Random Inquiry Based Learning

Inquiry based learning is the current buzz in educational circles, but until we truly free students from the yoke of expectation, they can never be free to own their own learning.  In order to recognize the entirely arbitrary and capricious nature of the world, we take a page from Zen.

The RIBL classroom
Inquiry based learning depends upon the teacher to create an environment in which students pursue their own goals in their own way, Random Inquiry Based Learning (RIBL) takes it a step further.   In order to experience RIBL, a student must be surprised by the learning.  Taking a page from Zen teaching, RIBL thrives on coincidence, serendipity and happenstance.  Any attempt to organize RIBL results in a RIBL-less outcome.

RIBL cares nothing for fairness or rules.  RIBL capers in the chaos of a dancing star.

In a RIBLed classroom the teacher must take on the roll of instigator, chaos clown and mischief maker, unless, of course, students are expecting that; only the unexpected can yield RIBLed results.  RIBL thrives is the unexpected.  

The RIBL teacher recognizes that life is essentially meaningless and doesn't force a false sense of security on their students.  They discourage any belief in social norms and try for existential angst whenever they can.

RIBLed rubrics contain sections like: shock, awe, bewilderment and eureka.  If the learning is unexpected and creating an epiphany in the learner, then RIBL has been achieved.  If a student learns what they are supposed to be learning, the teacher has failed.  Only when students discover momentous breakthroughs in calculus while studying Shakespeare, or suddenly grasp photo-synthesis in phys-ed class, is RIBL being achieved.

RIBLed students are often nervous or completely terrified of what may happen in class.  They often cower in groups in the hallway, refusing to make eye contact with their terrifying, unpredictable teachers.  Many high schools seem to have adopted RIBL approaches to learning already.

There is only one rule about RIBL, you do not talk about RIBL!  (unless you unexpectedly do)

RIBL defies optimization or organization, in fact, it actively dismantles them.  The RIBL that can be explained is not the true RIBL.  Only through lack of certainty can students truly exceed their own expectations and learn something new about themselves.

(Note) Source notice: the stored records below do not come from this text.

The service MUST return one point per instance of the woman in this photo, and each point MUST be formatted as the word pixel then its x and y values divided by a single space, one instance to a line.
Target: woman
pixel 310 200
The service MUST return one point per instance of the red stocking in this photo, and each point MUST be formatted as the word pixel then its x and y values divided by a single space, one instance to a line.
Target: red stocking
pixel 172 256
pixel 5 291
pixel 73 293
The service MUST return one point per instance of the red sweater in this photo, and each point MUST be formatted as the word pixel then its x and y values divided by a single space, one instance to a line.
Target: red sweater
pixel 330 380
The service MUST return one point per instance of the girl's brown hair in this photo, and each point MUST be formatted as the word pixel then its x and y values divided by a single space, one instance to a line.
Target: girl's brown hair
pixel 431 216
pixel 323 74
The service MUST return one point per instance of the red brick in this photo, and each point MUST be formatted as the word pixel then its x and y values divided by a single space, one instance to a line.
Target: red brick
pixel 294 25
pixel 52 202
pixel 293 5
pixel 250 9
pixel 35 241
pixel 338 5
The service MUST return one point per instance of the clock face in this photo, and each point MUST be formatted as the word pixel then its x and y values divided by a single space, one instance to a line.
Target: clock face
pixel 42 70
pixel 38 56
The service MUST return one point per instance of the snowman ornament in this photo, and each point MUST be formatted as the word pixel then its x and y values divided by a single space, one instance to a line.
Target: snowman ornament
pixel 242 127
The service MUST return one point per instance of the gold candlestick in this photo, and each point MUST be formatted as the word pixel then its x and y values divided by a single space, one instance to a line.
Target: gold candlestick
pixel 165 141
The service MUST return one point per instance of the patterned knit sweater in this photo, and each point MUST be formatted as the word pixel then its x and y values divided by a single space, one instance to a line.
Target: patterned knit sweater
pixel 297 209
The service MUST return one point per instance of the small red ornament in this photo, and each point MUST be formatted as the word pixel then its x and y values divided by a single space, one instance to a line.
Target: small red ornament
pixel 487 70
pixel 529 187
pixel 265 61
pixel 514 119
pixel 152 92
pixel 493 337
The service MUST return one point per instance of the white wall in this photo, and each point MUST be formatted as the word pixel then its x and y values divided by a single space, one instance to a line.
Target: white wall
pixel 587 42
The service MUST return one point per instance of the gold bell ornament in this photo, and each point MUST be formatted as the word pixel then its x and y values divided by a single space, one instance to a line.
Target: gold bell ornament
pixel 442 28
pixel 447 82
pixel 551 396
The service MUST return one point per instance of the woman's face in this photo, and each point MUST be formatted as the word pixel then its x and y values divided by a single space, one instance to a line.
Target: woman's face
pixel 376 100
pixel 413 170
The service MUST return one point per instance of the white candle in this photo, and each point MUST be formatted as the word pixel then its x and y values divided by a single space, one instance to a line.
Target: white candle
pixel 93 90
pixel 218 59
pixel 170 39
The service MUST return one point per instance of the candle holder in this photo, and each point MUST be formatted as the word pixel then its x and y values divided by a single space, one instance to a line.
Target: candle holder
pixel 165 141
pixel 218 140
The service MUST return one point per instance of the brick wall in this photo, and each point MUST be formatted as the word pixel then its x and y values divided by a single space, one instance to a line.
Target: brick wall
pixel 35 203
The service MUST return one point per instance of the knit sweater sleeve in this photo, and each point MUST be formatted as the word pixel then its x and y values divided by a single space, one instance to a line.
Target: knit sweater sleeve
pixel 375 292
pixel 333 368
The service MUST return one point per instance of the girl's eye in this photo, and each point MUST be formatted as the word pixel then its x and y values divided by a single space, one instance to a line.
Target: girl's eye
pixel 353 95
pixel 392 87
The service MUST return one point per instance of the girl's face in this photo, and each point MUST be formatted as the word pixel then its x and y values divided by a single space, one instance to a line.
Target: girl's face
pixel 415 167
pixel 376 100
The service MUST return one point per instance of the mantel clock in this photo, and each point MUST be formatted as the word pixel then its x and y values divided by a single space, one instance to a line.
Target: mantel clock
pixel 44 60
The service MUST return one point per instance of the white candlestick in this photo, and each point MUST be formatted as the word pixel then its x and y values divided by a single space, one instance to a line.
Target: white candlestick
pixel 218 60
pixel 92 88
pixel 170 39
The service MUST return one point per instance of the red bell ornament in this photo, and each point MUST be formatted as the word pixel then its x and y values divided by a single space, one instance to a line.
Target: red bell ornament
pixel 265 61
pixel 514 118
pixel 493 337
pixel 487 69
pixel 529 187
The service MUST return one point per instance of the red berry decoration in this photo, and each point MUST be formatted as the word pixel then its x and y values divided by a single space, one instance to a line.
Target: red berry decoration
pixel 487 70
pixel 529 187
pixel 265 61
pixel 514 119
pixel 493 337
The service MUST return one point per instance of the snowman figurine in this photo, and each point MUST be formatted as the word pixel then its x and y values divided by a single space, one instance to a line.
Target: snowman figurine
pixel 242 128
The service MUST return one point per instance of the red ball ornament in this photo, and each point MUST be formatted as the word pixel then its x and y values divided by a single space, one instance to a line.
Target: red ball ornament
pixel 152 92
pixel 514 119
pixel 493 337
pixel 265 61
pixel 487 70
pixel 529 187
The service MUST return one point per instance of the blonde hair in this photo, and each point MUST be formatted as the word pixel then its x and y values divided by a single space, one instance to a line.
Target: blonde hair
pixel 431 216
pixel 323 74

Beware staring into RIBL, for 
the longer you stare in to RIBL, 
the longer RIBL stares back into you!
Graduates of RIBL schooling include: Vinny VanGogh, Freddy Nietzsche, Gini Wolfe and Bertie Einstein.  Students of the RIBL school produce unpredictable results, and surprise their teachers with amputated body parts or dramatic suicide attempts.  Collateral damage is a certainty if you're RIBLing properly, but if you're a committed RIBLer, you gain more from failing than you do from succeeding.  Safety is another false belief that the RIBLer discards.

A student who produces work that annoys or seems irrelevant to the work at hand is a strong candidate for a good RIBLing.

Engagement is never an issue in the RIBLed classroom, as RIBLed students are often in great peril and tend to approach classwork in a defensive/survival stance rather than with sighs of boredom.

RIBLing is the most divine form of teaching, it's what the world does when class isn't on.